Ce qui me semble remarquable, c'est que nos héros ne connaissaient nullement le nom de ce personnage, mais ils le nomment malgré tout sur la couverture de la revue comme s'ils le connaissaient depuis toujours. Pourtant, il n'y a jamais de chance de tuer un personnage surnaturel à l'aide d'une voiture et il n'y a aucune raison de freiner afin d'éviter de l'écrabouiller (d'autant plus qu'il représente la Mort). Fournier suppose que ses lecteurs possèdent les mêmes codes narratifs que lui et en cela il se trompe.

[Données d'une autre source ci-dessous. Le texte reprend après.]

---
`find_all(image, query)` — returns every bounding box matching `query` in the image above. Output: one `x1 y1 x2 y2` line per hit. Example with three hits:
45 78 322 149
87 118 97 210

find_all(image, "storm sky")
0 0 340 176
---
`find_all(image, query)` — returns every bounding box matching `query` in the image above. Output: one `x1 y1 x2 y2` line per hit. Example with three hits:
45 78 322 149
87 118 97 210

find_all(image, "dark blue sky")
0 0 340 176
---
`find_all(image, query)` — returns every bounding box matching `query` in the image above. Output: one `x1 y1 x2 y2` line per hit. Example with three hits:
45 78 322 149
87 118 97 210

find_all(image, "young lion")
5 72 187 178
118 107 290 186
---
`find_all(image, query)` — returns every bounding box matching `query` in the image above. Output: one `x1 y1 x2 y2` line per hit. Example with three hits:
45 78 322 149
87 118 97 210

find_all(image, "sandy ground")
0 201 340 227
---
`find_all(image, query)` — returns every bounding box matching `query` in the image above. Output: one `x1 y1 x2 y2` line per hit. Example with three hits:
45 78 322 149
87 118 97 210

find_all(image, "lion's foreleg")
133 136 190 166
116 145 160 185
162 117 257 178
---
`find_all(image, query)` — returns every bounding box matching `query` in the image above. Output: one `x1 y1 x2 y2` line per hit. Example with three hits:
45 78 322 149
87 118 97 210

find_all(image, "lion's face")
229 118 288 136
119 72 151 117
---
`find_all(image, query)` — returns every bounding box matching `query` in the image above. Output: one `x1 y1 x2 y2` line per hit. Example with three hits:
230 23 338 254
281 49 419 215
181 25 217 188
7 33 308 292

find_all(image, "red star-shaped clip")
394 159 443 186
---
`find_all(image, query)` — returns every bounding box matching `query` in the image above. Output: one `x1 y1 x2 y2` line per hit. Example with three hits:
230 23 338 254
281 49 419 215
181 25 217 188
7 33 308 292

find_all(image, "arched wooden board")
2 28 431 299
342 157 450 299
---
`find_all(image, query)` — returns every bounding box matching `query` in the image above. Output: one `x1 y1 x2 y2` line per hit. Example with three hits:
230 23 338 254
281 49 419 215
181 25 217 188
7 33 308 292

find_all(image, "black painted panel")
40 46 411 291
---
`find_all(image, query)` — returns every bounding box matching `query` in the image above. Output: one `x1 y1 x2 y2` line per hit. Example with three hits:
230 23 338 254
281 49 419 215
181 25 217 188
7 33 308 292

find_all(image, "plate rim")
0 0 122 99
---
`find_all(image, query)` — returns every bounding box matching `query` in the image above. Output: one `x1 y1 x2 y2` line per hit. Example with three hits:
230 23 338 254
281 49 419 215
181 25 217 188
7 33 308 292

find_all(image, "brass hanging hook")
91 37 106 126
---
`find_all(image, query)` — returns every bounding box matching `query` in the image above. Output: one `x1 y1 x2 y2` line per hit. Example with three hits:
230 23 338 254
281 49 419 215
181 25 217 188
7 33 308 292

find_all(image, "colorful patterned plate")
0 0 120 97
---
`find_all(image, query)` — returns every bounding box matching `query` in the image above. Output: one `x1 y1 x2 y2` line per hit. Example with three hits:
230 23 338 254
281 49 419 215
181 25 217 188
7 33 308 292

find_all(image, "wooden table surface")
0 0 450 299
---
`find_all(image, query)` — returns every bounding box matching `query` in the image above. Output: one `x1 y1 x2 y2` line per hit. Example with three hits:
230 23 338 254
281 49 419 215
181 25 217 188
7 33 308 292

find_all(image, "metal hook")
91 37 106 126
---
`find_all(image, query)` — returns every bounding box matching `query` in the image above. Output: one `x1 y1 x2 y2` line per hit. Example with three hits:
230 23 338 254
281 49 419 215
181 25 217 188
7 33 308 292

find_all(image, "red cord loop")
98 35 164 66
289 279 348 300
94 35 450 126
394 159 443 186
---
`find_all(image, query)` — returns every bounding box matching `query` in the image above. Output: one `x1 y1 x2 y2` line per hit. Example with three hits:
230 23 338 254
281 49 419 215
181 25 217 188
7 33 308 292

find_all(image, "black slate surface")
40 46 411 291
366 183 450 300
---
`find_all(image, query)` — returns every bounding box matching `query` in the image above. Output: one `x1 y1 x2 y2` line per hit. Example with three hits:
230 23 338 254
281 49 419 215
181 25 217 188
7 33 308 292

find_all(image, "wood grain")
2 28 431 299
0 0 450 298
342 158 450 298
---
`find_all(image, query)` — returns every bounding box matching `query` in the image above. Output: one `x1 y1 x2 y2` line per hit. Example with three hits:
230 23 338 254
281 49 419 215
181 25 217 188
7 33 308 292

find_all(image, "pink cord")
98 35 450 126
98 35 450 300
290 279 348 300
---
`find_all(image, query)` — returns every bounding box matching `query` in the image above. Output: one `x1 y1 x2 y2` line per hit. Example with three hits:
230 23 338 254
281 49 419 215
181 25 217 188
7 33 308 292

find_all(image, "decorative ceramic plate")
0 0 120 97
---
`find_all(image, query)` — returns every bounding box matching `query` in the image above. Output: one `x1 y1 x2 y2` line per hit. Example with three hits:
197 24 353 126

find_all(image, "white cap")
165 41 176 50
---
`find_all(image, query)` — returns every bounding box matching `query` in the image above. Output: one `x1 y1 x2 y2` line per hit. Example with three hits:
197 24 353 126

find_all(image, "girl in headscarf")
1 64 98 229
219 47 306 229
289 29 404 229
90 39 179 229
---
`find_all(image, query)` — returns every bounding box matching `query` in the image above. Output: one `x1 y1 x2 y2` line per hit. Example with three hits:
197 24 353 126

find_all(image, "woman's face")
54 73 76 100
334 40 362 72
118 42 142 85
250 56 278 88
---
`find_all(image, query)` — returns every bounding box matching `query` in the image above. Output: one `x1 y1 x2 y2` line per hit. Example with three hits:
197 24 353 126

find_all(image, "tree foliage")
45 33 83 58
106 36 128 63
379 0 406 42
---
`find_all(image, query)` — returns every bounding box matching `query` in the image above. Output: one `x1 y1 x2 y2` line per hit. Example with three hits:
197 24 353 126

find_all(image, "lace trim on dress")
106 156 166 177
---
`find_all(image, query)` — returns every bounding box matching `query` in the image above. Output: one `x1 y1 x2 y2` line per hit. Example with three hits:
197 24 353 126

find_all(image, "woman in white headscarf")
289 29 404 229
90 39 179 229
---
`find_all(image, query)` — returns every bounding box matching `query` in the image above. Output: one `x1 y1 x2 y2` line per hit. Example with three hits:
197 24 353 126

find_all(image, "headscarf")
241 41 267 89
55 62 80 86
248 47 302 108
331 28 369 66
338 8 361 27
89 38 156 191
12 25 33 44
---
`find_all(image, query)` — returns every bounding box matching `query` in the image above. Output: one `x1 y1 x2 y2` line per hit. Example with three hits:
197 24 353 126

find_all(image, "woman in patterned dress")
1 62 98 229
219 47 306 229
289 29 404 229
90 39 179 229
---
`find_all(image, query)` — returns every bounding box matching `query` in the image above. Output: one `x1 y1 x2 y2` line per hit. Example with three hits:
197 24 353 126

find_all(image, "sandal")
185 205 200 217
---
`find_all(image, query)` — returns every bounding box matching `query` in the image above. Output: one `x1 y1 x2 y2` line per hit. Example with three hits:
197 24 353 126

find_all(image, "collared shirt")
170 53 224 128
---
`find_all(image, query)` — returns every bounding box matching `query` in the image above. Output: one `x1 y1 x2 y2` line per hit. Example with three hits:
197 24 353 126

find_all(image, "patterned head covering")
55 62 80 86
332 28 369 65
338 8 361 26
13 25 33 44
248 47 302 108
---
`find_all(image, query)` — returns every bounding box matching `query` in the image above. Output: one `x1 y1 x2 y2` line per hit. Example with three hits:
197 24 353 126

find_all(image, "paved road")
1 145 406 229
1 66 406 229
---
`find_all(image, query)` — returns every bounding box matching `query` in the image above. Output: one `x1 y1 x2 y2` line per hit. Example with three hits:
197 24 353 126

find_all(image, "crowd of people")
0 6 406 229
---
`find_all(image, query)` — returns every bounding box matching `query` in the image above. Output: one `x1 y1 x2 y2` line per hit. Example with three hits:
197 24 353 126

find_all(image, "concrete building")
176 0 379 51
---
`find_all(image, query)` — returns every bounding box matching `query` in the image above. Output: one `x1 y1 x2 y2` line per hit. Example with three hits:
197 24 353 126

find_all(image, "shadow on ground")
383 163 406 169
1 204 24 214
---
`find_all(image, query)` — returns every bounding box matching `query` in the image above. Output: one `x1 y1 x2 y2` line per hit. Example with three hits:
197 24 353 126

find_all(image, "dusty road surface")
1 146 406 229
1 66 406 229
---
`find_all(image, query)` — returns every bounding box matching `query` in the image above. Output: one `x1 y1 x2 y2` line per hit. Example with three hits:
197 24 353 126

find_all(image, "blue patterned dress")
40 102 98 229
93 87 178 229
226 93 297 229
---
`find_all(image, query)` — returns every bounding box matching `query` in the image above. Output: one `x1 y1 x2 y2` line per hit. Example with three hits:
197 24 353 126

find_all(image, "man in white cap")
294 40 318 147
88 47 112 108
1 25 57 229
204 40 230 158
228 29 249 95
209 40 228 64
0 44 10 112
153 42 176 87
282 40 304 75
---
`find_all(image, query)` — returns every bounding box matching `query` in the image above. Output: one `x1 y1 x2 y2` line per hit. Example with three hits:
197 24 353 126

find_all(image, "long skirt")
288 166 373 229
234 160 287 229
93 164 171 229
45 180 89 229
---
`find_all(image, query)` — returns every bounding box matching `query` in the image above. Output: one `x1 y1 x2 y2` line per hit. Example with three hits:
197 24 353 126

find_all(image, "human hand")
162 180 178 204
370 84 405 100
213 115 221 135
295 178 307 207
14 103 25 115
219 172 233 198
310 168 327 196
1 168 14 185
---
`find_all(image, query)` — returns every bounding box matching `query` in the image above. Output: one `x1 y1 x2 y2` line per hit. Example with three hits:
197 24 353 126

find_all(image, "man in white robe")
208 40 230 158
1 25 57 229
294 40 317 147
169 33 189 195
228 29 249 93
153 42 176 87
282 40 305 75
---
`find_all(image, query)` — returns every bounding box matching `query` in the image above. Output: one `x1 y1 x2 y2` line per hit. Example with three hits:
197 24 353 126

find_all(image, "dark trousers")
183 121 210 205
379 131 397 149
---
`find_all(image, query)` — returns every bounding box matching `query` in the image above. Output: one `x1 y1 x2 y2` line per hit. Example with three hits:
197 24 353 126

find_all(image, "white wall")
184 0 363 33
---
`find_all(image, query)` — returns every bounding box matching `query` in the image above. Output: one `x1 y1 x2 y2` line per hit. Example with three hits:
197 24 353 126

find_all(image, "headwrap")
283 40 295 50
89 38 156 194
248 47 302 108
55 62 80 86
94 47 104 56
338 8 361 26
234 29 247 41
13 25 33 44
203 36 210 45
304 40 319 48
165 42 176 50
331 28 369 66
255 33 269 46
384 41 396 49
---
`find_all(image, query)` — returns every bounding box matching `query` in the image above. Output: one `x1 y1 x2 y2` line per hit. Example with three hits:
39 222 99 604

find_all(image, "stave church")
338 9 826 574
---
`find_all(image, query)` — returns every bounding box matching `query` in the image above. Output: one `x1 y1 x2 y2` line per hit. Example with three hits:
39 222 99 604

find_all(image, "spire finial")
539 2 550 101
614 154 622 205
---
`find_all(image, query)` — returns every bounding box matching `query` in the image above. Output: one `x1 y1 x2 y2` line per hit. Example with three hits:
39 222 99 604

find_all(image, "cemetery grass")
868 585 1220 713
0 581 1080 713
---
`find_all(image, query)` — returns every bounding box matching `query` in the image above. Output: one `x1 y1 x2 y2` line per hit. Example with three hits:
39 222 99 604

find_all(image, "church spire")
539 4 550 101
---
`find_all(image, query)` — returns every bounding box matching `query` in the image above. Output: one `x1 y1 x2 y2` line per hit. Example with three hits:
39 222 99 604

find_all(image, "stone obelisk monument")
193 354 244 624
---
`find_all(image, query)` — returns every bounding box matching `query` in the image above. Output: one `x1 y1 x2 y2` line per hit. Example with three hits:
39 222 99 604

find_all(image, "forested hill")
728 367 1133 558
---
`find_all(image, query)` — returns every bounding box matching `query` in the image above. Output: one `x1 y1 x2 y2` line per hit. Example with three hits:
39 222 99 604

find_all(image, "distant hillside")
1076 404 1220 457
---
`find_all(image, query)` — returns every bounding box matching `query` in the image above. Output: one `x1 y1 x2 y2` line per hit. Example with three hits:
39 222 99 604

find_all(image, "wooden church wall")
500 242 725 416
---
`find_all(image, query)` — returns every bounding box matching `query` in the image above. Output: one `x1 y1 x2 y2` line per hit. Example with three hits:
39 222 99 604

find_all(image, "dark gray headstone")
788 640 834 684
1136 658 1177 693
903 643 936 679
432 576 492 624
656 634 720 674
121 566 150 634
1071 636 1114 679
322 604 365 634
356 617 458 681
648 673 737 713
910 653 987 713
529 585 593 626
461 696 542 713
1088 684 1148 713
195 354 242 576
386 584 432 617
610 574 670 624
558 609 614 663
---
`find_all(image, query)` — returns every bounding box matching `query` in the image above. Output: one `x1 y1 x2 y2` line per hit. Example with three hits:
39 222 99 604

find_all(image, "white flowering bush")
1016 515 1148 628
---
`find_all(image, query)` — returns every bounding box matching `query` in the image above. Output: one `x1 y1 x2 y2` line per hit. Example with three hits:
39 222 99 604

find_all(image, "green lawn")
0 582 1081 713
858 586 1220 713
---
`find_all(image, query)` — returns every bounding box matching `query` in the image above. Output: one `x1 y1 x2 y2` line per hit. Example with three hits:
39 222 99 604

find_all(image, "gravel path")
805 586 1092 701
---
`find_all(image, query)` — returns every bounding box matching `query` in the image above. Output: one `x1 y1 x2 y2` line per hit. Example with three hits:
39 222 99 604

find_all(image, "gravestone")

Que voyons-nous dans le paysage un peu lunaire ? Une sorte de centrale nucléaire qui apparaît sous la forme d'explosions. Soit. Et c'est le personnage annonçant la mort qui arrive pour barrer le chemin des héros. Le tout dans un costume du plus pur XVIIIe siècle avec bâton, cheveux longs et chapeau breton à l'appui. Il y a juste quelques petites choses qui me dérangent dans cette démonstration. L'Ankou est la représentation de la mort et comment pourrait-on tuer la mort en voiture ? L'Ankou est contre la centrale nucléaire parce qu'il est le gardien de la tradition ancestrale et qu'il entend garder le monopole de la mort. Mais pourquoi l'épargner ? Que veut dire cette image d'un autre âge ?
Quand on prend l'image de l'album, cela ne va pas mieux. On a toujours l'Ankou en figure surplombante et inquiétante, mais c'est la figure protectrice de la Bretagne alors même si c'est le voyageur de la mort qui porte ici un bâton et non plus une faux et qu'il ne ressemble plus à un squelette. C'est un Ankou présentable et plus acceptable qui nous est donné. On voit aussi la très jolie Ororéa qui est une pièce rapportée depuis sa Polynésie natale et puis Spip en fin de cortège (parce qu'il n'y a plus de marsupilami), mais où est le sens ? Fantasio rigole, Ororéa sourit parce qu'elle est en représentation (c'est l'ingrédient féminin nécessaire et indispensable à cette époque pour les adolescents masculins dont les hormones travaillent), Spirou seul est inquiet, et tout le monde défile comme si les choses étaient entendues. Je ne sais quoi penser.
Je vais me faire engueuler par Jacques C., je le sens. Mettre en doute la dignité des Bretons est une chose ignoble que je n'aurais jamais dû commettre. Je le regrette par avance et je présente des demandes d'excuses.